When the little ones go anywhere they form a line and hold on to the shirt of the kid in front of them. It was very funny to watch because SG had no idea what was happening and she was kid number three in line. So when she let go and wandered off to explore the play area on the way to the bathrooms, she took 12 other kids with her. Hilarious!

Then, as SB’s class came out for their exercise class we were told to leave for an hour. We didn’t get a chance to say goodbye, just to see them both crying.  We left. It wasn’t ok. So we dumped them there again today. It went better although SB refused to eat lunch and hasn’t been very forthcoming about what he did. SG did eat (she generally does) and she told me she didn’t do anything today (I might believe that!). Hopefully everyday will be a little easier. They do both understand basic things and actually have quite a full vocabulary of animals, colours, numbers and foods. I asked SG, in Spanish, if she was tired today, and she replied, in Spanish, that she wasn’t. So that’s good, right?

Anyway, the weekend: On Saturday we went to a park, played, had lunch (Parque Colosio in the north of the city) and then tried to get a cab to my friend’s house. It took ages to find a cab up there at all and when we did the driver had no clue where my friend lives. Eventually we got there. Her house is so lovely. It’s really rustic and basically all outside. The kitchen is under a roof but has no walls, the living room appears to be the veranda and there are just bedrooms inside. Her garden was kid heaven, so much so that SG declared that when she’s grown up she wants to live alone and have a garden like that all for herself. While we were there the flower woman came by. She couldn’t believe how blond my kids are so she stayed a while. Then the local ice cream guy came by, yum.


On Sunday we went to a gigantic local market –  Abestos – about fifteen minutes walk from our house. We really did get lost in it it’s so huge.
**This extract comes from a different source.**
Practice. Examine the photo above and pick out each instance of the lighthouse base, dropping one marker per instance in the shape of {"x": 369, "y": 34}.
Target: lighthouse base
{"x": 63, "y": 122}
We’d been warned to leave all jewellery etc at home and be super careful but actually everyone was incredibly friendly and kind, just like every other person we’ve encountered in Mexico thus far. No one has tried to rip us off at all. All prices are the same as others are paying (except maybe an extra 10 pesos on some cab rides) and people couldn’t be more helpful. After buying loads of fruits we came home for lunch before heading out for another swim.

This time we didn’t have the pool to ourselves as there was a big group there. They seemed to resent us being there as much as we resented them using our private pool! They insisted on playing a fairly rough game of water polo across the entire pool. So we refused to get out. Hah. Not sure that learned ’em but eventually they got out to eat and we got the pool to ourselves again. Balance restored.

We’re trying to sort out our accommodation for the next few months now, not so easy at a distance. Fingers crossed things pan out as we hope.